Metaphors can be sticky, but this is less true for their intended meaning. This makes the language surrounding AI worthwhile considering in more detail. Having the future potential so clearly folded into everyday jargon risks, in a more abstract sense, ‘locking in’ the ideas and visions of what AI could and should be, and alternative visions (perhaps preferable ones) might never have the chance to emerge. In a more grounded sense, this unclear language obfuscates the potential risks, the need for regulation, or even what should be regulated. If models ‘hallucinate’, should we foremost be worried about incorrect information, biased data; or human extinction, and the universe being turned into paperclips?

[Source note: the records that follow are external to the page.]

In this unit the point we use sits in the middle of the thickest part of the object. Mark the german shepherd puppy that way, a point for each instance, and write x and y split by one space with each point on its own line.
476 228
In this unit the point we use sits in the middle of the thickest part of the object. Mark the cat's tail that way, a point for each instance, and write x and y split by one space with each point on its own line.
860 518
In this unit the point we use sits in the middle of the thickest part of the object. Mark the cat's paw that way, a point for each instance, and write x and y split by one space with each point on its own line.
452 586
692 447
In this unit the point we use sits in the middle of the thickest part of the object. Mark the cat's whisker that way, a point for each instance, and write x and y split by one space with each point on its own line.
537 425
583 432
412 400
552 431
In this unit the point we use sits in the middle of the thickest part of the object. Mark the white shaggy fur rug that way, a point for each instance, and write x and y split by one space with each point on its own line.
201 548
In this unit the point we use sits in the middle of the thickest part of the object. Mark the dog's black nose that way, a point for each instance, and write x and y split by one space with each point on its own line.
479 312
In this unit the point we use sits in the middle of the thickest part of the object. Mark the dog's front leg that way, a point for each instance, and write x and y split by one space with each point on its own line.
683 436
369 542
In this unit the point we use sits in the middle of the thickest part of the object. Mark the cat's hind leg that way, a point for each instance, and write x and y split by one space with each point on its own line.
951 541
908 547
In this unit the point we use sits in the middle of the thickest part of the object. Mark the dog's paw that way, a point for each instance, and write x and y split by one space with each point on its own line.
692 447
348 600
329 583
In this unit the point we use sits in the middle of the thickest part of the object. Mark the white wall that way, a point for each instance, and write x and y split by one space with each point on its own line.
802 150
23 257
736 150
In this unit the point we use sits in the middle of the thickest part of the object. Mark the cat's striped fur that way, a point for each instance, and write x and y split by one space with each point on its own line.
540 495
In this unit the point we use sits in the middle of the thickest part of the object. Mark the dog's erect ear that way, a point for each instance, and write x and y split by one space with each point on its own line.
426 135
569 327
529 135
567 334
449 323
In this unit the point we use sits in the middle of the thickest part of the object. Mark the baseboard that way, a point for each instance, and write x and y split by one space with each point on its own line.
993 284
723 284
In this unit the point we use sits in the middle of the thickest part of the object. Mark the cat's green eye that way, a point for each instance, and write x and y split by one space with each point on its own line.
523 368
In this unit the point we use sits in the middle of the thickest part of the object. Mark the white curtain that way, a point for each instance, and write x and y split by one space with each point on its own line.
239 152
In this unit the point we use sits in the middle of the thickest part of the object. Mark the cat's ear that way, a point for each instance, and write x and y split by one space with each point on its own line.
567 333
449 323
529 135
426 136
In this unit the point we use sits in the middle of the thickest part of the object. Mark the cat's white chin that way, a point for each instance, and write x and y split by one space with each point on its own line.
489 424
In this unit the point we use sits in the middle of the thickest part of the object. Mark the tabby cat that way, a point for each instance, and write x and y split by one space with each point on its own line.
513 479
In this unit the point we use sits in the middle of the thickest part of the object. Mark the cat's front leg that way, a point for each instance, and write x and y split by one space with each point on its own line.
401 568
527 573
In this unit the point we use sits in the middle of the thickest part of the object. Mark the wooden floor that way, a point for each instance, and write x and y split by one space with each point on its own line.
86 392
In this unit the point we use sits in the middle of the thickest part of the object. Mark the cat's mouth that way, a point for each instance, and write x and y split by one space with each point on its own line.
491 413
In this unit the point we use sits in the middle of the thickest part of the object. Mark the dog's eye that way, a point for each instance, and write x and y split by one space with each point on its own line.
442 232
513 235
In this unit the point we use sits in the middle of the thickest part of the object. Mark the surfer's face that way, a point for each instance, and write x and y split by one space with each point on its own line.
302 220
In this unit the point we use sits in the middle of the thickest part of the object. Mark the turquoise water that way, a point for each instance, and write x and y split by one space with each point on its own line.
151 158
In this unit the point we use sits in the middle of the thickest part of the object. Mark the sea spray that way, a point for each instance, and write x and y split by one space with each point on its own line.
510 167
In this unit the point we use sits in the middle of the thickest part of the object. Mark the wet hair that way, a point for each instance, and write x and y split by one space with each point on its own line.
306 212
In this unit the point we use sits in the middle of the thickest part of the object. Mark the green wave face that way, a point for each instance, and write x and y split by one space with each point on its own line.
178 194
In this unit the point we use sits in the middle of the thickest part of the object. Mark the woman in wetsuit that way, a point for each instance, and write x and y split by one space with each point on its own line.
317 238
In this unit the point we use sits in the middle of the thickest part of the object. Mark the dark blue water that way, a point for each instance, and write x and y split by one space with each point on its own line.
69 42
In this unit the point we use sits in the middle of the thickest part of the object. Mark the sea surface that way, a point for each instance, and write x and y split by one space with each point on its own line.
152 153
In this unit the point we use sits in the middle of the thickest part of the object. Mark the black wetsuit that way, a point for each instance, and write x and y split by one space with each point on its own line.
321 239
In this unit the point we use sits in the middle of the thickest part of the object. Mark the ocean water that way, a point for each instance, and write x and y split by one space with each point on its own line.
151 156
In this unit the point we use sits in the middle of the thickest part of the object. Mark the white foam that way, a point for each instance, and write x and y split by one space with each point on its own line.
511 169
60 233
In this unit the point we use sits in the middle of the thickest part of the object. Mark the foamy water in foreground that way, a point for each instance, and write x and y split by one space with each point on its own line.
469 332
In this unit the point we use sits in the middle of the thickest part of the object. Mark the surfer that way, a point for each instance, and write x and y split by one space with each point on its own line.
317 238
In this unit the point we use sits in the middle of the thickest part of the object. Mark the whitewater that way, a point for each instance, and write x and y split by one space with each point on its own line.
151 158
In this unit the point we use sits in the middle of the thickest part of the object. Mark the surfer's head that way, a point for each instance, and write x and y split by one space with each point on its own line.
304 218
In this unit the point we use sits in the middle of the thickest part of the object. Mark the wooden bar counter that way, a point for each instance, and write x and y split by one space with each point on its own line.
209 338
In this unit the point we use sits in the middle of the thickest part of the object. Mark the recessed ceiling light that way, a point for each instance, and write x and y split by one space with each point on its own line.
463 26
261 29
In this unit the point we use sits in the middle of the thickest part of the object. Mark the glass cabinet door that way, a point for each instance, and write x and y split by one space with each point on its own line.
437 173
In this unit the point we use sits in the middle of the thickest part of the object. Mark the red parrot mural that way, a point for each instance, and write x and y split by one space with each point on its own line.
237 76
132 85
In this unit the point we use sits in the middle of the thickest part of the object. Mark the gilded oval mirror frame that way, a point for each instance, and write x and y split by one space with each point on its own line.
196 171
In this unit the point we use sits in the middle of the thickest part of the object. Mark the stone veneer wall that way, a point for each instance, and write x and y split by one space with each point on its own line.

What is to be done? That governance frameworks need clarity of purpose is a truism at best. If the failure to effectively regulate and limit the ills of social media should have taught us anything, it is that unclear and obfuscating terminology is very good at misleading – whether purposefully or not. Therefore, the language used about artificial intelligence today becomes a question of governance. Regulators and other stakeholders should consider using a different kind of vernacular, one more boring or dry, or even much more pessimistic, when discussing these kinds of issues among themselves, but also when communicating with the public. This will not magically whisk away all confusion or purposeful obfuscation – language doesn’t work that way. However, it will provide a counterweight and, with it, implicitly and explicitly challenge certain taken-for-granted assumptions and hijacked narratives. Indeed, the point here is not to police language or anything of the sort but rather to introduce an alternative vernacular and, with it, hopefully, alternative viewpoints or ideas. One, after all, ought to call things by their right names.